For the Birds Radio Program: Pine Siskin

Original Air Date: Jan. 10, 1990 (estimated date)

No idea about date

Audio missing

Transcript

(Recording of a Pine Siskin)

The most abundant bird at some Northland feeders right now is the Pine Siskin. This tiny streaked bird is so non-descript that many people just call it a finch and leave it at that. It resembles a redpoll, except that it’s bill is thinner and darker and it lacks a redpoll’s crimson forehead. During summer siskins are probably the most abundant bird in many areas of Minnesota and Wisconsin, but they’re seldom seen then, spending their time at treetop level instead of down at feeders. If you don’t recognize their chittering notes and their zippy song, you won’t even know they’re around.

(Recording)

Siskins take their name from the Swedish word “siska,” for a chirper. They’re closely related to goldfinches and pet canaries, but the only evidence of this relationship in a siskin’s plumage is the bright yellow wingbars. Since they’re so drab, people never call them “wild canaries.”

The Pine Siskin is a tiny bird–it weighs only half an ounce. It’s also one of our tamest birds–during frigid spells in winter it’s not hard to tame at least one siskin to take seed from your hand. As with most birds that tame readily, siskins are quite capable of learning. Laboratory studies show that many songbirds’ behavior patterns depend mostly on instinct, but a few, like the Pine Siskin, are fairly intelligent by human standards.

The oldest Pine Siskin on record lived for 11 years at the National Zoo in Washington. In the wild, siskins have survived as long as 7 years. They eat mostly seeds–from conifers and alders, but in summer they eat quite a few insects as well.
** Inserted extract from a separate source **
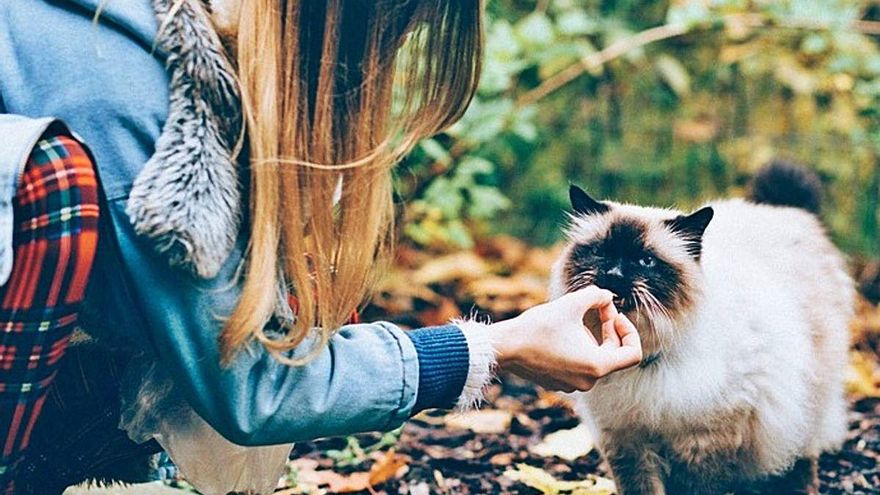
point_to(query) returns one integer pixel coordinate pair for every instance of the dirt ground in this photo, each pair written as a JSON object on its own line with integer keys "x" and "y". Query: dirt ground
{"x": 485, "y": 453}
{"x": 461, "y": 461}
Siskins are nomads. Their flocks move all around the northern forests from season to season. Some winters they are absent from Northland towns, yet other winters they are abundant, as in this year.
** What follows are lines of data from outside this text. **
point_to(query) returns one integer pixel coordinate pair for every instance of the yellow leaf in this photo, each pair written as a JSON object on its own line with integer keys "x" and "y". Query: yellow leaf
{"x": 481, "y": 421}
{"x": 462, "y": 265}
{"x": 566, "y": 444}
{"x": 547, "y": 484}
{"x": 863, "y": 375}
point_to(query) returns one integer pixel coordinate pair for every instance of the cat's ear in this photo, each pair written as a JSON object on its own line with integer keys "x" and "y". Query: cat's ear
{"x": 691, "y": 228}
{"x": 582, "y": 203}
At bird feeders they eat sunflower seed and niger seed– also known as thistle. In my yard they spend quite a bit of time in my children’s sandbox, picking up grit to help them digest this seed diet. They often alight on roads, picking up the salted sand dropped by winter highway crews.

Flocks of siskins in flight are easy to recognize by their calls. They were one of the most abundant migrants over the Lakewood Pumping Station just up the shore from Duluth as we took counts in fall–14,714 of them were counted in 1988 during migration. But this bird is probably the hardest species of all to count accurately–each flock is tightly formed, and undulates past at quick speeds, but the birds shift position within the flock constantly.
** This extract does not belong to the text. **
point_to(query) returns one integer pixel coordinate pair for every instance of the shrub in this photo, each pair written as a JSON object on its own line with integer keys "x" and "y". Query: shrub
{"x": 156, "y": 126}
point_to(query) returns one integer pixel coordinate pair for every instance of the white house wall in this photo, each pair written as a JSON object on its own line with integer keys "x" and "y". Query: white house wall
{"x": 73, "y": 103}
My favorite story about siskins is from a Massachusetts bird-watcher who used to sleep with his window open even in the dead of winter. If he was late getting up to fill his feeder, siskins would fly right into his bedroom and tug at his hair or tweak his ear. Once he tried to catch a few more winks by burying his head under the blankets, leaving a tunnel to breathe through, but one siskin hopped through the tunnel and nipped him on his nose. Pine Siskins may be nondescript, but they are certainly a bird worth watching.

(Recording of a Pine Siskin)

This is Laura Erickson, and this program has been “For the Birds.”